The current meltdown in the markets is quite terrifying. Trust between banks has collapsed and inter-bank lending has all but collapsed as fears of insolvency of counter-parties prevent banks from lending to each other. And it is concerns over solvency, not liquidity, which is the driving force behind the current, vicious twist in the banking crisis. Surely, it can only be a matter of days before the British Government steps in, directly injecting capital, to help re-capitalise our High Street banks in order to stabilise the banking sector. Forget moral hazard, forget ballooning public sector debt. Desperate times call for desperate measures. And these are desperate and dangerous times.
Whatever the criticisms of the US authorities and whatever the criticisms of the British authorities at least both countries have the institutions that are charged with tackling the banking crisis. The US Treasury and the Fed can concentrate on the travails of the US banking system and here in Britain the Treasury and the Bank of England can concentrate on the British banking system.

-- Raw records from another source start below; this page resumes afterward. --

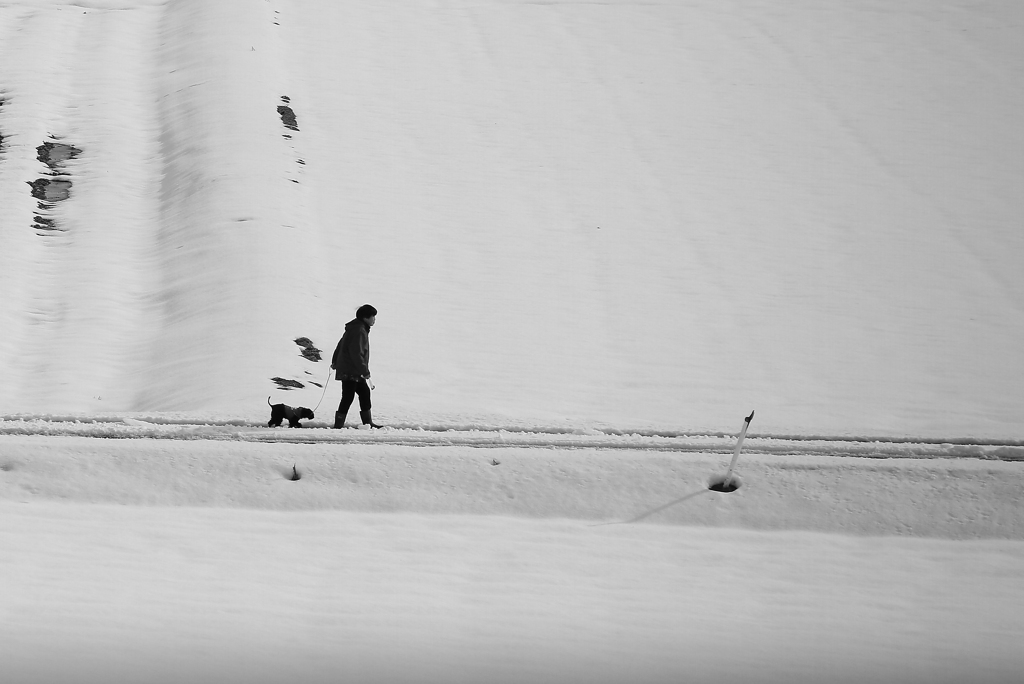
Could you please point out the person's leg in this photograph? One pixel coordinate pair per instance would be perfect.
(365, 403)
(348, 389)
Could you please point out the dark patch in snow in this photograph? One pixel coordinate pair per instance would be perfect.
(309, 350)
(52, 189)
(286, 384)
(288, 118)
(720, 483)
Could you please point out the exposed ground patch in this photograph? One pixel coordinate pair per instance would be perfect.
(54, 188)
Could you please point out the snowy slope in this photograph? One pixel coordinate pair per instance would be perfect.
(624, 214)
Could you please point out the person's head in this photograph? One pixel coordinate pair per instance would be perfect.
(367, 313)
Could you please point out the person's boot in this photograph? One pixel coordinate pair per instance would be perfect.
(368, 420)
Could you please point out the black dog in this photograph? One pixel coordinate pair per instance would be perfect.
(280, 412)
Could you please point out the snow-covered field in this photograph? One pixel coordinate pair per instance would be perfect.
(170, 560)
(598, 236)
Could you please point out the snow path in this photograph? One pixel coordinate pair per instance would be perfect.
(954, 499)
(156, 595)
(167, 560)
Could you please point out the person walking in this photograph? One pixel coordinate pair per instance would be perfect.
(351, 365)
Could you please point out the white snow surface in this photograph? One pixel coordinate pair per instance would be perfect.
(204, 559)
(622, 213)
(598, 236)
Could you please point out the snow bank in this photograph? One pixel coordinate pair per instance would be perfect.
(907, 497)
(648, 216)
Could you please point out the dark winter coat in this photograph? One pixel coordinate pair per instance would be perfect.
(351, 357)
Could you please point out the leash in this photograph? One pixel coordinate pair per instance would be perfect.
(324, 393)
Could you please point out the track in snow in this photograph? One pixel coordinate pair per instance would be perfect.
(498, 436)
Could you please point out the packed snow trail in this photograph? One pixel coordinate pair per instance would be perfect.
(498, 435)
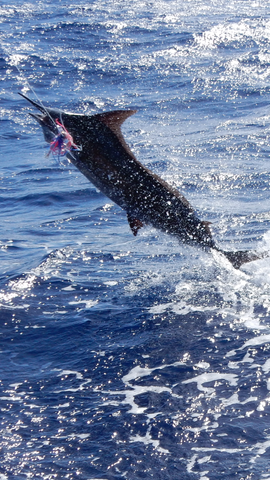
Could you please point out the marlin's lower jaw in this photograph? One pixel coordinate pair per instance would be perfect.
(48, 125)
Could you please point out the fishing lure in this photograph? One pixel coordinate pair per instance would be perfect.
(62, 142)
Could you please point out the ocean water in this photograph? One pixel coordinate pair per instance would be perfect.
(123, 357)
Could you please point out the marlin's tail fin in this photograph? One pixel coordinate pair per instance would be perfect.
(243, 256)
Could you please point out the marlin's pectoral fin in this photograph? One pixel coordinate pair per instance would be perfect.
(134, 224)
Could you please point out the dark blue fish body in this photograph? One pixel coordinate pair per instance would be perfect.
(107, 161)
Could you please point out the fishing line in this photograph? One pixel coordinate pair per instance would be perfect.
(62, 143)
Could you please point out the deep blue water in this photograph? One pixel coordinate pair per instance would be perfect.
(123, 357)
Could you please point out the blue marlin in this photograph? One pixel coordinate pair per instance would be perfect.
(107, 161)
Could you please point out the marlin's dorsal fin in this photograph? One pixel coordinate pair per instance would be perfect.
(113, 120)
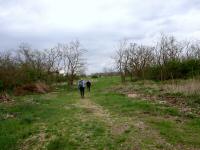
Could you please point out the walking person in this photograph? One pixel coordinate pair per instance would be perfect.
(88, 83)
(81, 87)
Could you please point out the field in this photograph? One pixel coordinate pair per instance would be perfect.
(131, 116)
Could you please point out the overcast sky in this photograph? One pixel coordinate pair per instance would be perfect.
(98, 24)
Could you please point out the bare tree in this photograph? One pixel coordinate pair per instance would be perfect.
(72, 60)
(121, 58)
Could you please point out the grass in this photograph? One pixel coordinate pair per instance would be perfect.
(105, 119)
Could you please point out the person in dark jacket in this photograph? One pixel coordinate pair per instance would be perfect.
(81, 87)
(88, 83)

This is not the case in the Euro Area, where, yes, you have a central bank which can push emergency funds into the money markets and set interest rates but in other ways lacks the institutions to deal with a severe banking crisis in a coordinated and coherent fashion. In the rush to set up monetary union in the 1990s not nearly enough thought was given to the necessary political institutions that are required to maintain the euro’s long-term viability. All went well with the euro whilst the global economies thrived and the financial systems were not stretched. Just how the euro will fair now that we are facing the biggest banking crisis since the late 1920s is a different matter.
The omens do not look good. Both the Irish and the Greek governments when faced with crises of confidence in their banking sectors simply, and unilaterally, announced 100% guarantees for bank deposits. “Every man for himself” and blow the concept of European unity. And they really cannot be blamed. The Irish and Greek governments have to deal with their own national problems and are accountable to their own national electorates. If, as looks all too horrendously likely, the economic and financial situations deteriorate further the euro could come under very severe pressure indeed.
It should be remembered that no major currency union has survived without political union. In times of crisis national priorities take over from supra-national ones. There is no reason to believe that the Euro Area is fundamentally different from its predecessors. The Euro Area either pushes ahead and builds the appropriate institutions to shore up the currency’s long-term survival prospects, or it faces collapse.